Disease-specific Cohorts : Cohort 1A, 1B: progressive glioblastoma (relapsed or refractory) Cohort 2A, 2B: progressive medulloblastoma (relapsed or refractory) Cohort 3A, 3B, 3C: progressive ependymoma (relapsed or refractory) Cohort 4C: newly-diagnosed DIPG (must have no prior radiation or other therapy) . Radiation (or proton) plan sub-cohorts: Sub-cohort A: for patients not eligible for re-irradiation. Sub-cohort B: for patients who are eligible for partial re-irradiation. Sub-cohort C: for patients who are eligible for full-dose radiation (All newly diagnosed DIPG patients and some relapsed ependymoma patients)

Arms

Experimental: Core Regimen, sub-cohort A

For patients not eligible for re-irradiation; Start with Core Regimen chemo-immunotherapy (indoximod with oral temozolomide).

Experimental: Core Regimen, sub-cohort B

For patients who are eligible for partial re-irradiation; Start with indoximod plus up-front re-irradiation, using a palliative low-dose or partial-field radiation plan (low-dose radiation or not all disease sites included); Followed by Core Regimen chemo-immunotherapy (indoximod with oral temozolomide).

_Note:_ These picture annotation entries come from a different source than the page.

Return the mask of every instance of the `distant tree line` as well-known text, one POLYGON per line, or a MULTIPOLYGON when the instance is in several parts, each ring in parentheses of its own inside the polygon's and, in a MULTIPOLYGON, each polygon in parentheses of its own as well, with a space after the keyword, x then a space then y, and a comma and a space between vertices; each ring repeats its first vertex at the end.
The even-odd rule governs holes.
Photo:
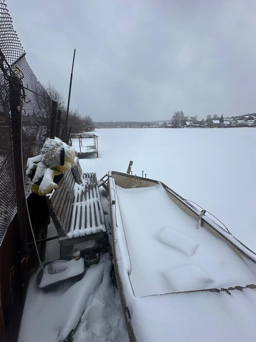
POLYGON ((131 127, 150 127, 152 122, 149 121, 94 121, 95 128, 129 128, 131 127))
MULTIPOLYGON (((66 121, 66 105, 63 96, 60 94, 49 82, 44 85, 44 87, 49 95, 49 98, 37 96, 38 106, 33 116, 40 126, 44 126, 46 129, 46 135, 49 136, 51 128, 51 115, 52 100, 58 102, 58 108, 61 114, 61 126, 62 127, 66 121), (38 109, 38 108, 39 108, 38 109)), ((67 126, 71 128, 71 133, 80 133, 82 131, 94 130, 95 127, 92 118, 89 114, 83 116, 78 108, 69 109, 67 126)))

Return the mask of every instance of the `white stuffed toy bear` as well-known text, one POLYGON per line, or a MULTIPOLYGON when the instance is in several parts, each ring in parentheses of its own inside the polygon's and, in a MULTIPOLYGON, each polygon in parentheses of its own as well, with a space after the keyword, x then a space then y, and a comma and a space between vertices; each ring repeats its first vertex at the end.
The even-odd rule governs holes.
POLYGON ((30 178, 32 192, 45 196, 57 189, 54 177, 76 165, 77 154, 73 147, 58 138, 47 139, 41 154, 28 159, 26 174, 30 178))

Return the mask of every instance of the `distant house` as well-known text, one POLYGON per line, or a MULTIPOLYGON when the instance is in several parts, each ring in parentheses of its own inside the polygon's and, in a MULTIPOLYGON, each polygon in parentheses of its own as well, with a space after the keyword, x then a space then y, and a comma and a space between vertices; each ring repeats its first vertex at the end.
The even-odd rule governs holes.
POLYGON ((211 120, 211 127, 219 127, 220 125, 219 120, 211 120))
POLYGON ((222 124, 220 124, 219 126, 221 127, 227 127, 227 126, 229 126, 230 125, 230 122, 229 121, 223 121, 222 124))
POLYGON ((253 126, 255 124, 255 120, 248 120, 246 121, 246 125, 248 126, 253 126))
POLYGON ((236 125, 240 126, 245 126, 246 124, 245 120, 236 120, 236 125))
POLYGON ((193 126, 193 123, 192 121, 186 121, 186 126, 187 127, 191 127, 193 126))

Experimental: Core Regimen, sub-cohort C

For patients who are eligible for full-dose radiation; (All newly diagnosed DIPG patients and some relapsed ependymoma patients); Start with indoximod plus up-front radiation, using a palliative full-dose radiation plan to all known sites of disease (>50 Gy to brain, >45 Gy to spine); Followed by Core Regimen chemo-immunotherapy (indoximod with oral temozolomide).

Experimental: Salvage Regimen 1

For patients who wish to continue access to indoximod after progression on the Core Regimen; Cross-over to indoximod with oral metronomic cyclophosphamide and etoposide).

Experimental: Salvage Regimen 2

For patients who wish to continue access to indoximod after progression on the Core Regimen; Cross-over to indoximod with oral lomustine and temozolomide).

Interventions

Drug: - Indoximod

Indoximod will be taken by mouth twice daily during radiation and throughout each chemo-immunotherapy treatment cycle.

Radiation: - Partial Radiation

Palliative low-dose or partial-field radiation plan (low-dose radiation or not all disease sites included).

Radiation: - Full-dose Radiation

Palliative full-dose radiation plan to all known sites of disease (>50 Gy to brain, >45 Gy to spine).

Drug: - Temozolomide

Temozolomide will be taken by mouth once daily, on days 1-5 of each chemo-immunotherapy treatment cycle.

Drug: - Cyclophosphamide

Cyclophosphamide will be taken by mouth once daily, on days 1-21 of each chemo-immunotherapy treatment cycle.

Drug: - Etoposide

Etoposide will be taken by mouth once daily, on days 1-21 of each chemo-immunotherapy treatment cycle.

Drug: - Lomustine

Lomustine will be taken by mouth once daily, on day 1 of each chemo-immunotherapy treatment cycle.